LA RECHERCHE MONTRÉALAISE A LES YEUX DANS LES ÉTOILES

LA RECHERCHE MONTRÉALAISE A LES YEUX DANS LES ÉTOILES

La rigidité de l’œil serait un facteur de risque du développement de problèmes oculaires des astronautes lors des voyages spatiaux. La Nasa et l’Agence spatiale canadienne collaborent avec un chercheur montréalais qui a développé une nouvelle méthode de mesure de la rigidité oculaire afin d’assurer la sécurité de ses astronautes.

Près de 60 % des astronautes présents sur des voyages spatiaux de plus de deux semaines développent des problèmes de vision.

L’absence de gravité prolongée induit chez les astronautes une déformation de leur globe oculaire, pouvant conduire à de l’hypermétrie, des décollements de la rétine ou une enflure du nerf optique.

Ces symptômes se résorbent pour une partie des astronautes, mais certains gardent des séquelles nuisant à  leur vision.

DÉVELOPPÉ AU QUÉBEC

Santiago Constantino, chercheur de l’Université de Montréal et de l’hôpital Maisonneuve Rosemont, a développé une méthode non invasive permettant de déterminer la rigidité de l’œil.

La Nasa s’intéresse à cette méthode afin de prédire la résistance des astronautes à la déformation oculaire. Cette technologie fait appel au traitement avancé de l’image, un procédé qui requiert souvent l’analyse de données et l’intelligence artificielle.  

En 1937, un chercheur en médecine, M. Friedenwald, a de manière empirique, déterminé la relation liant la rigidité de l’œil à sa pression et son volume. Ainsi, il est possible de mesurer la rigidité de l’œil de manière invasive en injectant un composé aqueux dans l’œil pour changer son volume et sa pression et en déduire sa rigidité.

La technique mise au point récemment par M. Constantino consiste à utiliser la circulation sanguine changeant naturellement le volume présent dans l’œil plutôt que d’avoir recours à une injection. L’imagerie en tomographie par cohérence optique permet d’imager la choroïde, la couche la plus vascularisée de l’œil, afin de déterminer le changement du volume de sang dans l’œil.

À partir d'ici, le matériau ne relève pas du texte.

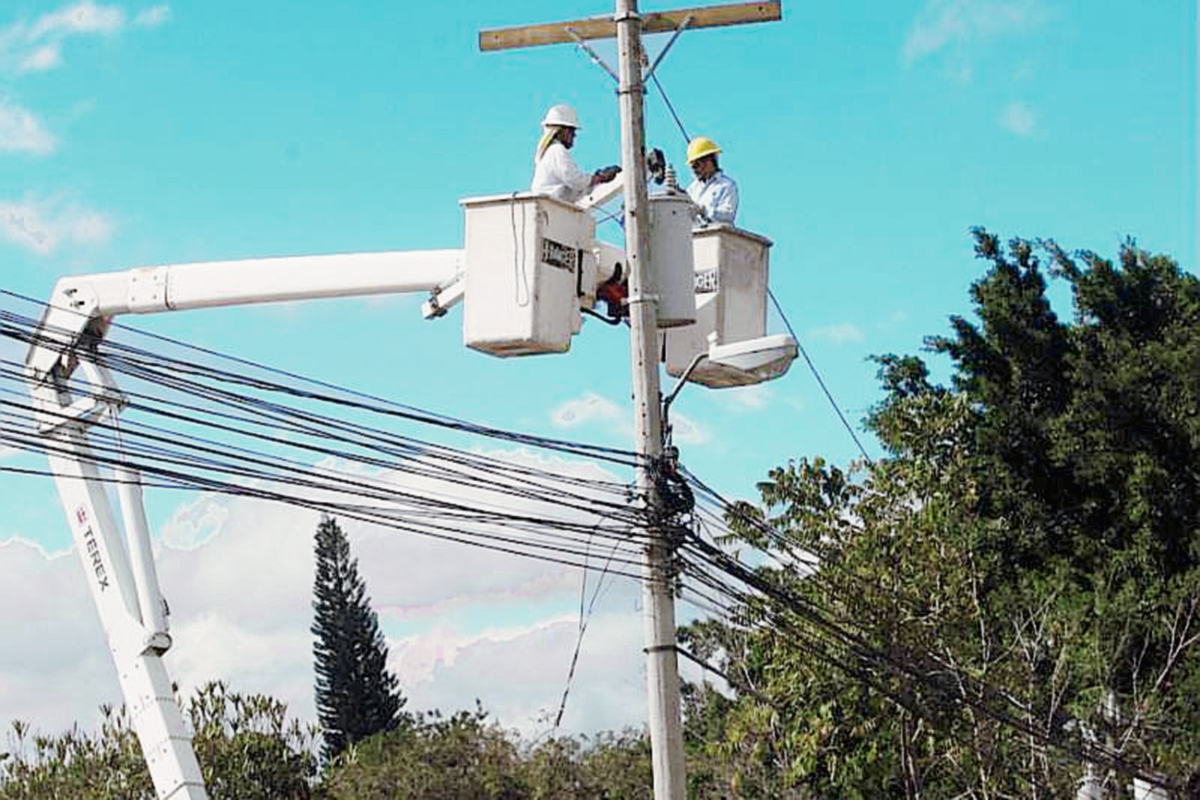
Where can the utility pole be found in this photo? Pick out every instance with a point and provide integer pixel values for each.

En mesurant avec un tonomètre Pascal la pression oculaire de manière dynamique, il est alors possible de déterminer la rigidité de l’œil. Cette technique, non invasive, peut démocratiser la mesure de la rigidité de l’œil à condition de trouver sur quelles maladies elle influe.

M. Constantino a développé à l’origine cette technique pour le suivi du glaucome, une maladie dégénérative du nerf optique. En effet, la flexibilité de l’œil pourrait être un des facteurs de risque de cette maladie. Elle pourrait aussi être utilisée pour l’étude de la dégénérescence maculaire et la myopie.

SUIVI DES ASTRONAUTES

M. Constantino va se rendre à Houston, au siège de la Nasa, afin de suivre 13 astronautes.

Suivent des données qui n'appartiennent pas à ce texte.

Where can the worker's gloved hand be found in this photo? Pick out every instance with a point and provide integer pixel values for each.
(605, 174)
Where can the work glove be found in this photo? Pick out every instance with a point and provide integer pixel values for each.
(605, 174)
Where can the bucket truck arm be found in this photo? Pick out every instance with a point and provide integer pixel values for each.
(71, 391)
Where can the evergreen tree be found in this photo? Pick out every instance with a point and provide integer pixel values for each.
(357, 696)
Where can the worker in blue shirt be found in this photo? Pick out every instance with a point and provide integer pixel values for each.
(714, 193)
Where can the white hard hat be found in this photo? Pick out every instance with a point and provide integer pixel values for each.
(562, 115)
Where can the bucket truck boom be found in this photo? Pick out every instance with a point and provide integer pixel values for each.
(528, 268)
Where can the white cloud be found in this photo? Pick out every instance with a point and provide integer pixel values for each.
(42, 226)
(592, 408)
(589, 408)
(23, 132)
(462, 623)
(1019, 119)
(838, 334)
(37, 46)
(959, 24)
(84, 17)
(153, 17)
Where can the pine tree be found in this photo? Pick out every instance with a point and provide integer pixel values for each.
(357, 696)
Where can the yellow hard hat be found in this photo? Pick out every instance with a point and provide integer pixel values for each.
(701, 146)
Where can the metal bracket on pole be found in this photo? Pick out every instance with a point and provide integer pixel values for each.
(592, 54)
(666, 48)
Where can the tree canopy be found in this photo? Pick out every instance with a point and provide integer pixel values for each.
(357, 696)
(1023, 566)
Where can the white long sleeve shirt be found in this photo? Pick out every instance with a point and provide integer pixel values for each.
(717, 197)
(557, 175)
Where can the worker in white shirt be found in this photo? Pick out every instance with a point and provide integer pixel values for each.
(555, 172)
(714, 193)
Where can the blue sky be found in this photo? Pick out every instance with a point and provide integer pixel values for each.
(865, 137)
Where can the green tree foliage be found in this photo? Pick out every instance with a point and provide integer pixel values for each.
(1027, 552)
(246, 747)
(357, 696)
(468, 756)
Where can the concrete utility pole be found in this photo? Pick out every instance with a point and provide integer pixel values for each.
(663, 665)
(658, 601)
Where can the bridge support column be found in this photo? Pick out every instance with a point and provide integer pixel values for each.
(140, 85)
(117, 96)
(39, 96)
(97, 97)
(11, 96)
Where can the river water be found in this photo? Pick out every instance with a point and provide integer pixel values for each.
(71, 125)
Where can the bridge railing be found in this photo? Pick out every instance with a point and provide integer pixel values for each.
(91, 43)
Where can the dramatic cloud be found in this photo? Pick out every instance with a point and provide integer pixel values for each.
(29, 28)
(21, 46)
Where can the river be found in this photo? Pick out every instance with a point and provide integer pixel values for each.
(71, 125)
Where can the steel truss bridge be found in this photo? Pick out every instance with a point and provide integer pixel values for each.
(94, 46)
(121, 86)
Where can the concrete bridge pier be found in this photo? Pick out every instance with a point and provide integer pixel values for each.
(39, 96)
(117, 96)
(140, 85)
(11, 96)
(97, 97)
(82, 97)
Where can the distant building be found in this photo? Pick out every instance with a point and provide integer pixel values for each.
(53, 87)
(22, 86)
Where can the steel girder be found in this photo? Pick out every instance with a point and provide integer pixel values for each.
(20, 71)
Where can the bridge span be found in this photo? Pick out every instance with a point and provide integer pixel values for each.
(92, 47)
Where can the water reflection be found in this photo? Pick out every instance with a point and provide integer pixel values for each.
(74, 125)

Une mesure de rigidité sera faite avant un voyage spatial en orbite de 6 mois pendant lequel les yeux des astronautes seront surveillés.

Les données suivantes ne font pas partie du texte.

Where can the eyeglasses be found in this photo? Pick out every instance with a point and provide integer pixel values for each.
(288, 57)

À leur retour une seconde mesure de leur rigidité oculaire sera effectuée puis un bilan ophtalmologique et un suivi de trois mois sera mené pour détecter les astronautes ayant développé des complications permanentes.

Il sera alors possible de clairement déterminer le lien entre rigidité oculaire et résistance aux voyages en apesanteur.

Cette étude est d’autant plus intéressante que les voyages spatiaux de longue durée risquent d’être de plus en plus courants avec comme ligne de mire une base permanente sur la lune ou encore la conquête de Mars.